Reuters, for example, is starting to use generative AI integrating ChatGPT in the is leading their OpenArena software, to provide alert suggestions and headlines.

Their tools include:

  • Alert Extractor: Suggests alerts and advises if a piece of information should be an alert.
  • Headline Suggestions: Generates headline ideas to streamline content creation.

Pitfalls and Solutions

Despite the benefits, AI in journalism comes with challenges that need to be addressed:


Black box

Blackbox Issue

One of the primary challenges with integrating AI into journalism is the “blackbox” issue, where the inner workings of AI systems are not transparent. This lack of transparency can lead to mistrust and uncertainty about how content is generated. The solution to this problem is the implementation of a “human handbrake”—ensuring that all AI-generated content is reviewed by a human before publication. This oversight helps maintain the integrity and reliability of the content.


Maintaining accountability is another critical concern. In an AI-driven newsroom, it is essential that journalists and editors remain responsible for the content produced. The solution lies in preserving human accountability, ensuring that AI serves as a tool to assist journalists rather than replace them. This approach reinforces the trustworthiness of the information provided to the public.

Ownership and IP Theft

The issue of ownership and intellectual property (IP) theft is significant, especially when AI generates or modifies content. To address this, it is vital to ensure proper attribution by linking back to the original authors of images or content. Creating content ethically and acknowledging sources prevents IP theft and maintains the integrity of the work.

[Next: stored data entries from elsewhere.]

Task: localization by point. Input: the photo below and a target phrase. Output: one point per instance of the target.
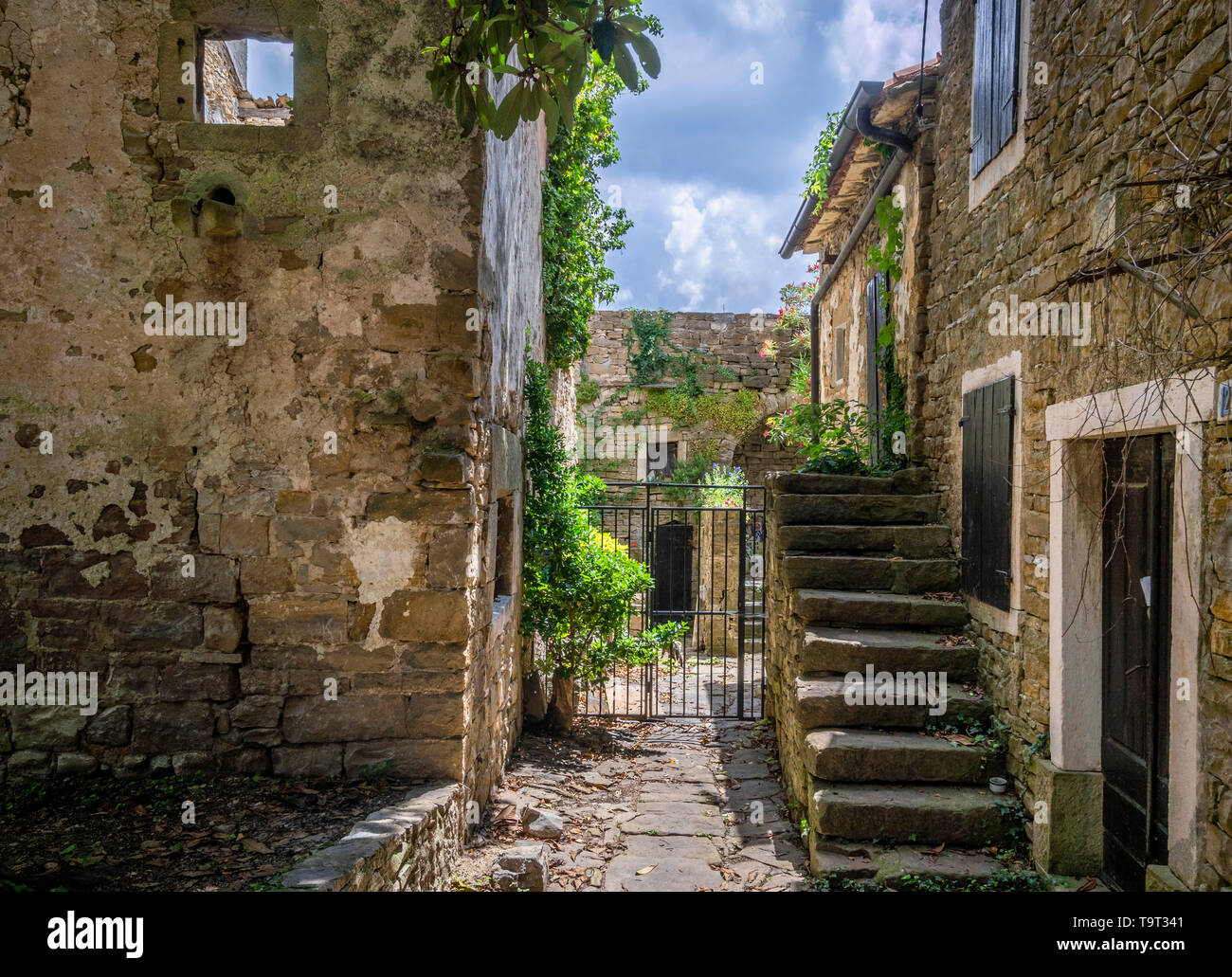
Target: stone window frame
(1006, 623)
(1076, 431)
(181, 40)
(663, 434)
(981, 185)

Hallucinations in AI refer to instances where the AI generates content that is not based on real data, potentially leading to misinformation. The BBC emphasizes the importance of transparency in this regard. Disclosing when AI has materially altered an image or created content is essential for maintaining trust. For example, if AI generates an image with dragons, viewers should be informed whether these elements are real or AI-created, although with dragons it is obvious. This transparency helps audiences discern between factual content and AI-generated alterations.

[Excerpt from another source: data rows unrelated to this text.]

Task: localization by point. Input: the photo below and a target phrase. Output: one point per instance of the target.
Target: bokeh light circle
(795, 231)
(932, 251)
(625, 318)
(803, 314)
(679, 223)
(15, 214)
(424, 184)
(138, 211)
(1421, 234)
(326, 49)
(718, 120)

Accuracy is paramount in journalism, and AI-generated content must be held to the same standard. Implementing rigorous checks and human oversight can help ensure the accuracy of the content. This includes verifying facts, cross-checking information, and continuously monitoring AI outputs to prevent errors and maintain high-quality journalism.


Concluding, for the media trust is key. Media brands like BBC and ITV emphasize that the line must be drawn at misleading content. Ensuring that viewers can trust what they see is critical, and companies must be clever in how they manage and verify AI-generated content.


So, keep Human oversight: Always have a second pair of eyes review AI-generated content to ensure accuracy and accountability.

The Future

AI will enable journalists to focus on where real journalism should happen—talking to people and gathering firsthand stories. As AI increasingly handles data-heavy tasks like analysing financial data, journalists will be able to sift through large datasets efficiently. Additionally, AI will take over repetitive tasks, freeing journalists from mundane work and allowing them to be more creative and thorough in their reporting.





In the future the media companies see AI assistants becoming commonplace in our lives. People will decide what tasks can be offloaded to AI and what requires a human touch. New roles will emerge, such as AI model trainers and controllers, to manage these systems. In content production and consumption, AI will help deliver exactly what users want, whether it’s quick news updates in the morning or more detailed reports in the evening.

Kentivo’s Commitment

At Kentivo, we are aware of these challenges and are actively working within these guiding principles with our Mandy solution. We aim to leverage AI’s transformative power while ensuring ethical standards, transparency, and human oversight remain at the core of our approach.

Our commitment is to empower journalists and media organisations to harness AI’s potential responsibly, ensuring that the integrity and trustworthiness of journalism are upheld in the digital age.